Following other big tech companies, Amazon is making a fresh assault on internal and customer data leaks. Now, the company plans to monitor the keyboard and mouse movements of employees in the customer service department in an attempt to prevent some rogue individuals, such as imposters or hackers, from improperly accessing the data.
The information was obtained by motherboard, gives Vice, who gained access to an official Amazon document describing several proven customer data theft situations from the world’s largest retailer.

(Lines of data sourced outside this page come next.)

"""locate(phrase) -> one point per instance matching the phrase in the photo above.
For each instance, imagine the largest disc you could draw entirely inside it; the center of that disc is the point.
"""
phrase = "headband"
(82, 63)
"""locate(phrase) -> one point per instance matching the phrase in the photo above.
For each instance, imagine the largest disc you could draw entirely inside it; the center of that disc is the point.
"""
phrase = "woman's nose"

Thus, the company is considering implementing a tough measure to try to solve the problem. But it’s not a complete surveillance system, in which every keystroke typed by an Amazon employee is logged and all communications are recorded.

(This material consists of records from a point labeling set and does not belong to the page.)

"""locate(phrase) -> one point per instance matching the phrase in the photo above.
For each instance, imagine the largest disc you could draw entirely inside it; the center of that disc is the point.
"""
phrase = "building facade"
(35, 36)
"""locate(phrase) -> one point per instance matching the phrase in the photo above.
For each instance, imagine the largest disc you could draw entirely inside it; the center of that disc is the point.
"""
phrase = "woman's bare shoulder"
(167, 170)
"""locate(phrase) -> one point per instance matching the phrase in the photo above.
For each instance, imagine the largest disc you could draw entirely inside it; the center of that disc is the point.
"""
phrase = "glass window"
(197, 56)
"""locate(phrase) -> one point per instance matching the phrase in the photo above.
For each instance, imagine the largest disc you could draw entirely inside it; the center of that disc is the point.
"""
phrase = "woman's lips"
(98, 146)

Amazon wants to create behavioral profile of employees
The tool under consideration generates a profile based on the employee’s natural keyboard and mouse movements and then continually checks to see if it appears that the same person is in control of the employee’s account to catch hackers or imposters who might try to steal Dice.
This customer data theft issue is still somewhat obscure and came to light during the COVID-19 pandemic, when the vast majority of services were migrated to remote or home office models. Thus, the security and monitoring of the activities of employees and the system were weakened.
The document also argues that Amazon needs keyboard and mouse monitoring to combat several different threats. One involves people impersonating customer service employees and successfully accessing Amazon user data. According to a set of manual audits, an Amazon security team found four cases where imposters accessed this data, the investigation adds.
Pandemic and home office exacerbated data theft
“We have a security gap because we don’t have a reliable mechanism to verify that users are who they claim to be,” the document says. The text also points to the “high risk of data leaks” emerging with more employees working from home, with the company’s limited security tools to verify the identity of external third-party workers, and because Amazon is operating in what is described as “ high-risk areas” with high levels of corruption and crime.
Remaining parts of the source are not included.